# Website A/B Testing - Lab

## Introduction

In this lab, you'll get another chance to practice your skills at conducting a full A/B test analysis. It will also be a chance to practice your data exploration and processing skills! The scenario you'll be investigating is data collected from the homepage of a music app page for audacity.

## Objectives

You will be able to:
* Analyze the data from a website A/B test to draw relevant conclusions
* Explore and analyze web action data

## Exploratory Analysis

Start by loading in the dataset stored in the file 'homepage_actions.csv'. Then conduct an exploratory analysis to get familiar with the data.

> Hints:
    * Start investigating the id column:
        * How many viewers also clicked?
        * Are there any anomalies with the data; did anyone click who didn't view?
        * Is there any overlap between the control and experiment groups? 
            * If so, how do you plan to account for this in your experimental design?

In [2]:
#Your code here
import pandas as pd
import numpy as np
from scipy import stats

In [3]:
df = pd.read_csv('homepage_actions.csv')

## Conduct a Statistical Test

Conduct a statistical test to determine whether the experimental homepage was more effective than that of the control group.

In [16]:
#Your code here
df['count'] = 1
experiment = df[df['group'] == 'experiment']
experiment = experiment.pivot(index = 'id', columns = 'action', values = 'count')
experiment.fillna(0, inplace = True)

control = df[df['group'] == 'control']
control = control.pivot(index = 'id', columns = 'action', values = 'count')
control.fillna(0, inplace = True)

print(f'The experiment click rate is {experiment.click.mean()}, and the control group click rate is {control.click.mean()}')

The experiment click rate is 0.3097463284379172, and the control group click rate is 0.2797118847539016


In [None]:
'''
H_0: There is no difference between the experiment and control group's mean click rate.
H_1: The difference in mean click rate between experiment and control group is statistically significant.
'''

In [5]:
def pooled_variance(a,b):
    n1 = len(a)
    n2 = len(b)
    return ((n1 - 1) * np.var(a, ddof = 1) + (n2 - 1) * np.var(b, ddof = 1))/(n1 + n2 - 2)

def twosample_tstatistic(a, b):
    numerator = (np.mean(a) - np.mean(b))
    denominator = np.sqrt(pooled_variance(a, b) * (1/len(a) + 1/(len(b))))
    return numerator/denominator

t_stat = twosample_tstatistic(experiment.click, control.click)
lower_tail = stats.t.cdf(-t_stat, (50+50-2), 0, 1)
# Upper tail comulative density function returns area under upper tail curve
upper_tail = 1. - stats.t.cdf(t_stat, (50+50-2), 0, 1)

p_value = lower_tail+upper_tail
print(p_value)

0.010203660092399609


In [13]:
""" With p-value = 0.01 < 0.05, we reject the null hypothesis.

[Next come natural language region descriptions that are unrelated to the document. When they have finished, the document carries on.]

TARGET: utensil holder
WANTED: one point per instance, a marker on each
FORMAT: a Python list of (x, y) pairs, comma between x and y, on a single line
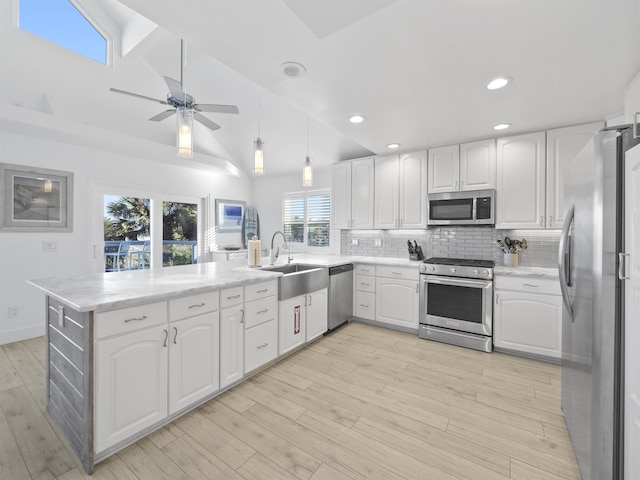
[(510, 259)]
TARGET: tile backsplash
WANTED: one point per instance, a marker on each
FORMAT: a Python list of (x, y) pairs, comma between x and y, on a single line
[(458, 242)]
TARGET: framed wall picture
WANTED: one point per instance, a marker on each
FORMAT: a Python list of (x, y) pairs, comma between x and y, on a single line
[(229, 215), (35, 199)]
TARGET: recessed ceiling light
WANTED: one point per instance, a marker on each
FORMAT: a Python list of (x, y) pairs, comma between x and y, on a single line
[(293, 69), (499, 82)]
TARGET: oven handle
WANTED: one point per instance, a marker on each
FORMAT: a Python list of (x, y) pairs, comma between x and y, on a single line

Therefore, the difference in 
mean click rate between the experiment group and the control group is statistically significant.
"""

' With p-value = 0.01 < 0.05, we reject the null hypothesis. Therefore, the difference in \nmean click rate between the experiment group and the control group is statistically significant.\n'

## Verifying Results

One sensible formulation of the data to answer the hypothesis test above would be to create a binary variable representing each individual in the experiment and control group. This binary variable would represent whether or not that individual clicked on the homepage; 1 for they did and 0 if they did not. 

The variance for the number of successes in a sample of a binomial variable with n observations is given by:

## $n\bullet p (1-p)$

Given this, perform 3 steps to verify the results of your statistical test:
1. Calculate the expected number of clicks for the experiment group, if it had the same click-through rate as that of the control group. 
2. Calculate the number of standard deviations that the actual number of clicks was from this estimate. 
3. Finally, calculate a p-value using the normal distribution based on this z-score.

### Step 1:
Calculate the expected number of clicks for the experiment group, if it had the same click-through rate as that of the control group. 

In [7]:
#Your code here
control_rate = control.click.mean()
expected_experiment = control_rate * len(experiment)
print(f'The expected number of clicks for the experiment group given it had the same click-through rate: {expected_experiment}')

The expected number of clicks for the experiment group given it had the same click-through rate: 838.0168067226891


### Step 2:
Calculate the number of standard deviations that the actual number of clicks was from this estimate.

In [10]:
#Your code here
std = np.sqrt(len(experiment) * control_rate * (1-control_rate))
z = (sum(experiment.click) - expected_experiment) / std 
print(f'The standard deviations that the actual number of clicks was from this estimate: {std}')
print(f'The z-score is {z}')

The standard deviations that the actual number of clicks was from this estimate: 24.568547907005815
The z-score is 3.6625360854823588


### Step 3: 
Finally, calculate a p-value using the normal distribution based on this z-score.

In [12]:
#Your code here
p_val = stats.norm.sf(z)
print(f'p-value is {p_val}')

p-value is 0.00012486528006951198


### Analysis:

Does this result roughly match that of the previous statistical test?

> Comment: 
Though this p-value (0.0001) is much lower than p-value obtained from t-test above (0.01), it does not contradict our final conclusion on the hypothesis test of rejecting the null hypothesis.
Based on this conclusion, the experiment design output a higher click through rate compared to the control group.

## Summary

In this lab, you continued to get more practice designing and conducting AB tests. This required additional work preprocessing and formulating the initial problem in a suitable manner. Additionally, you also saw how to verify results, strengthening your knowledge of binomial variables, and reviewing initial statistical concepts of the central limit theorem, standard deviation, z-scores, and their accompanying p-values.